Furthermore, METTL3 has also been reported to promote translation independently of its methyltransferase activity or downstream m6A reader proteins (51, 52). The function of METTL3 in the cytoplasm promoting translation is to recruit the initiation factor eIF3 h to the translation initiation complex (51, 52). It can enhance epidermal growth factor receptor (EGFR) and TAZ protein expression independent of YTHDF1.

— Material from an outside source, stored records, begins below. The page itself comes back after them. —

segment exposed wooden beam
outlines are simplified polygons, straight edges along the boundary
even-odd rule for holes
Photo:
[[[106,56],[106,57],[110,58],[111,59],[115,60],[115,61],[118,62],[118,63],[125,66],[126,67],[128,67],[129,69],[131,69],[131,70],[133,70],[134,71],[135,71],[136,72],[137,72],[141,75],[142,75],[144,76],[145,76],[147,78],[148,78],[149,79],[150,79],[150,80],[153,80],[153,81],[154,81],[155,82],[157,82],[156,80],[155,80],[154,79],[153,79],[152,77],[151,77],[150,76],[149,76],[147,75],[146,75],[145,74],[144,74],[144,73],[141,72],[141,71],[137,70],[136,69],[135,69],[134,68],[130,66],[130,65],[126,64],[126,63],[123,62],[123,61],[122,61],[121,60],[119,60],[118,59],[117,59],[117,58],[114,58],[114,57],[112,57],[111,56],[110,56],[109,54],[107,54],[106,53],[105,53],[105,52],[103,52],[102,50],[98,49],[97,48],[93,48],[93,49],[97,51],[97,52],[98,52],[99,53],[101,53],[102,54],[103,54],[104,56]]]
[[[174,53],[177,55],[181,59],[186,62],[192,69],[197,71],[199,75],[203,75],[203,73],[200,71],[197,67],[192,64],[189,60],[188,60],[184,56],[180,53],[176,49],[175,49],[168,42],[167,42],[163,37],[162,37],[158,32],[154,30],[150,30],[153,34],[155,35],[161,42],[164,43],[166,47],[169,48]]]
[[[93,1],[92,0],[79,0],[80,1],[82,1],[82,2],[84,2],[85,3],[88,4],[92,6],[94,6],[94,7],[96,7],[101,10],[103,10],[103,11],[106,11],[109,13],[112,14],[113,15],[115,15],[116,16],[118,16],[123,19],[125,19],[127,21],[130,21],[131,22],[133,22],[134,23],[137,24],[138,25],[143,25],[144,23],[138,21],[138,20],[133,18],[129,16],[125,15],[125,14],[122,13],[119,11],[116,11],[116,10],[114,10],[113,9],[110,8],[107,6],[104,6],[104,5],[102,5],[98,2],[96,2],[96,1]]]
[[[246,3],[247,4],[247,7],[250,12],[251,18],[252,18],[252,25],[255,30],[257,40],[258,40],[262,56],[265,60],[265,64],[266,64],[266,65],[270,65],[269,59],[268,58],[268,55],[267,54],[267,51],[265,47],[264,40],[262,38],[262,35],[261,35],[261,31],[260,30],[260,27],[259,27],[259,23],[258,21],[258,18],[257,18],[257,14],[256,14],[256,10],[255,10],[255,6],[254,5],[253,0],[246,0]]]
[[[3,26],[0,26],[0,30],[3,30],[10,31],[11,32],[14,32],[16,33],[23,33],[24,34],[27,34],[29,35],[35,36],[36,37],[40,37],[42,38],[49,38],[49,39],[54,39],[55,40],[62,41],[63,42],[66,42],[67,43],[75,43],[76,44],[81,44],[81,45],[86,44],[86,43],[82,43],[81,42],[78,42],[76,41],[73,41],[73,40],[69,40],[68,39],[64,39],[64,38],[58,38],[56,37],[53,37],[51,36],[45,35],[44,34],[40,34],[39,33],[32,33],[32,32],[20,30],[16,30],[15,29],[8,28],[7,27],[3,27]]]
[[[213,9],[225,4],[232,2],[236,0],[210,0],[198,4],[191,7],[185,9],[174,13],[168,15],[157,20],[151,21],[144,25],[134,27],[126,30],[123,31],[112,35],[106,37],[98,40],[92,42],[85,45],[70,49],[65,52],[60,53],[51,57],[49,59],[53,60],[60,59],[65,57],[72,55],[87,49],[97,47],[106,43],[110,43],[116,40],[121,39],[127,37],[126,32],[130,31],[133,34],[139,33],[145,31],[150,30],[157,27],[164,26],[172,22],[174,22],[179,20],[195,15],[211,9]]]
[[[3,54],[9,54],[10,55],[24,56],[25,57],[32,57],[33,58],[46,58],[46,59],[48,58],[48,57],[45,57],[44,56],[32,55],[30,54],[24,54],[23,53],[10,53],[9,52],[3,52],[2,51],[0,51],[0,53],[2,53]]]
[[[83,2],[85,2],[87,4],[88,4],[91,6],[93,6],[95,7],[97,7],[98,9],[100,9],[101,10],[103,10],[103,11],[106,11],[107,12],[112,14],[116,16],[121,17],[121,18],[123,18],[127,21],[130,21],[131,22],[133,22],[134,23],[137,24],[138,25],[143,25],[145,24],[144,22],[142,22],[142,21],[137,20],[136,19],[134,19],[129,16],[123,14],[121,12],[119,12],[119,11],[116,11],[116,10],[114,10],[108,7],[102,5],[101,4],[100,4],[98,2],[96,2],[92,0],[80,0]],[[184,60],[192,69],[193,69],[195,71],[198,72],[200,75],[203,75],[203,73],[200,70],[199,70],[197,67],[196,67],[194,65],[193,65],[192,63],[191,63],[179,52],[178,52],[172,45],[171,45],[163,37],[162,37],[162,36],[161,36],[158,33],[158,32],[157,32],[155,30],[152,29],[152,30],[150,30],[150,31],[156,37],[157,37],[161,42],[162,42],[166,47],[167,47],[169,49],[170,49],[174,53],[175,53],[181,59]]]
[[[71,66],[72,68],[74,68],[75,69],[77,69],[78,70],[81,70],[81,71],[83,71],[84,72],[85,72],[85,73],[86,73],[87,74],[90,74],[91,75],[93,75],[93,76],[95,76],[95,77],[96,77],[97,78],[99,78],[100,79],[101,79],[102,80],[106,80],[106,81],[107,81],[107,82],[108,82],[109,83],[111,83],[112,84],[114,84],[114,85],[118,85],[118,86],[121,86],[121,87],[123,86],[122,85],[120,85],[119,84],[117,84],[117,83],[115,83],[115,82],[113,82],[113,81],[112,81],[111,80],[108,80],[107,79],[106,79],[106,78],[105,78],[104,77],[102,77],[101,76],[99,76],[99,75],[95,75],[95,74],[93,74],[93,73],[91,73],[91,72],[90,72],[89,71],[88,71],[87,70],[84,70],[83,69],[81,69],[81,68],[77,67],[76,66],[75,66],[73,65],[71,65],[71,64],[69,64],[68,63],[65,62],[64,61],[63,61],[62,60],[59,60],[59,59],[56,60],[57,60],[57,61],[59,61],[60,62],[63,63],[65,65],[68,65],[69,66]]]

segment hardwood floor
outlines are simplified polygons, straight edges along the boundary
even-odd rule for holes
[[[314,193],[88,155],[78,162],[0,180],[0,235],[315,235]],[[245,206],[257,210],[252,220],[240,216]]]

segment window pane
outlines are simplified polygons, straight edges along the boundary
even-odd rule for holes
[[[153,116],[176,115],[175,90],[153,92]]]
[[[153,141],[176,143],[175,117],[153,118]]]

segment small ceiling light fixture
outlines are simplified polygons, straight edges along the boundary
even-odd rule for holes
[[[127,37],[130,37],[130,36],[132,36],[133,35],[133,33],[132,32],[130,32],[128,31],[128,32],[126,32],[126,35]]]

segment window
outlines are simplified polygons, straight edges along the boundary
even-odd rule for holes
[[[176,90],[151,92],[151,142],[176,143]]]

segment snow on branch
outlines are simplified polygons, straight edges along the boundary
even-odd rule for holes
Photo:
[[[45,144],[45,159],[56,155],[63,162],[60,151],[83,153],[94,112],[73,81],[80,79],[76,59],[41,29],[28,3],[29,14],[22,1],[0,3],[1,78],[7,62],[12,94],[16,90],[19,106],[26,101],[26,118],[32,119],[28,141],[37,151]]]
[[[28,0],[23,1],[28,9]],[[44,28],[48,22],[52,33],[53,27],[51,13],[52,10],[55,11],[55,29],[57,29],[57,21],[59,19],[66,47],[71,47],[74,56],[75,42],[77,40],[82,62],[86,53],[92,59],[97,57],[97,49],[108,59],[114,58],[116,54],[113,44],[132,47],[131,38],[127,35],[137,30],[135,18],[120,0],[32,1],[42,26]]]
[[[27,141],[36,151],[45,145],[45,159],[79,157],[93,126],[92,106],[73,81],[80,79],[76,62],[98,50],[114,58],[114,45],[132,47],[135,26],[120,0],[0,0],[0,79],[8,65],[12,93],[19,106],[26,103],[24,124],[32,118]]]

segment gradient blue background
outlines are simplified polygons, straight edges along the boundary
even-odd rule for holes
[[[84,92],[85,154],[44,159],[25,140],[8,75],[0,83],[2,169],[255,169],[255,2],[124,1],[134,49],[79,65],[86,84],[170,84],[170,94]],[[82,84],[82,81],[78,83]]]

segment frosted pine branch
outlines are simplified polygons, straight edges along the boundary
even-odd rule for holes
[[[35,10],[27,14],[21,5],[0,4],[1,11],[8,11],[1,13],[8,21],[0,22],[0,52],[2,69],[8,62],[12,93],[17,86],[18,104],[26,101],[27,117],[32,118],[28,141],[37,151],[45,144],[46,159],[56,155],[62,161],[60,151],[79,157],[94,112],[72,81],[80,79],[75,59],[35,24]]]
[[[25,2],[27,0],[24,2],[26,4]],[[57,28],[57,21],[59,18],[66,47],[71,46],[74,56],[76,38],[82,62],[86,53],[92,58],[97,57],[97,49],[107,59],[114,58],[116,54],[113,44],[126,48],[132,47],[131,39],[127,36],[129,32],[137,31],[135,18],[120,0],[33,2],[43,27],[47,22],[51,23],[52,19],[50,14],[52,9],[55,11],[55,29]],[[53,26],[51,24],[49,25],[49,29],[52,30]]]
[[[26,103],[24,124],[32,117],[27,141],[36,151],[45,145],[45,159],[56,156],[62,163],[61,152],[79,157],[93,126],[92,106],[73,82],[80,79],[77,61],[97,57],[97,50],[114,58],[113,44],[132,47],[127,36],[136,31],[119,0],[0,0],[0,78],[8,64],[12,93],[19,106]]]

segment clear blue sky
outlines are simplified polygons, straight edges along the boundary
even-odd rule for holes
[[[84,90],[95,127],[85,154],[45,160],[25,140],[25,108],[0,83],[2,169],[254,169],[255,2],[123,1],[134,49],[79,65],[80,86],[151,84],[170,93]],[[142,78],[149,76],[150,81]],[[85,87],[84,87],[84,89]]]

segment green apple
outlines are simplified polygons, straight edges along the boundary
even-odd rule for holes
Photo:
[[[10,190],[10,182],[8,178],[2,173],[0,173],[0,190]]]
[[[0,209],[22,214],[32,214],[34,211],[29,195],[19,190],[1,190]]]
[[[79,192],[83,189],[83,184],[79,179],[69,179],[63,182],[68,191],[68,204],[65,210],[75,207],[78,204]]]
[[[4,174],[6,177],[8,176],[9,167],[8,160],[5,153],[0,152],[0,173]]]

The Biological Function of METTL3
More recent studies on METTL3 in hematology have been reported, including the function of METTL3 in normal and malignant hematopoiesis. METTL3 has been discovered to be associated with differentiation, growth, and apoptosis in both normal and malignant cells. Moreover, it has also been revealed to impact chemoresistance in chronic myeloid leukemia (CML) and acute myeloid leukemia (AML), which would be a novel potential target molecule in hematological neoplasms. Therefore, we summarized the function of METTL3 in normal hematopoiesis and several hematological malignancies (Table 1).
Normal Hematopoiesis
Normal hematopoiesis plays a vital role in hematology, presenting multipotent hematopoietic stem cells (HSCs) being differentiated into various mature cells of the blood system. The process is complex and multistep and is regulated by many factors, such as the transcription factor PU.1 for myeloid cells and C/EBPα for granulocyte/macrophage progenitors.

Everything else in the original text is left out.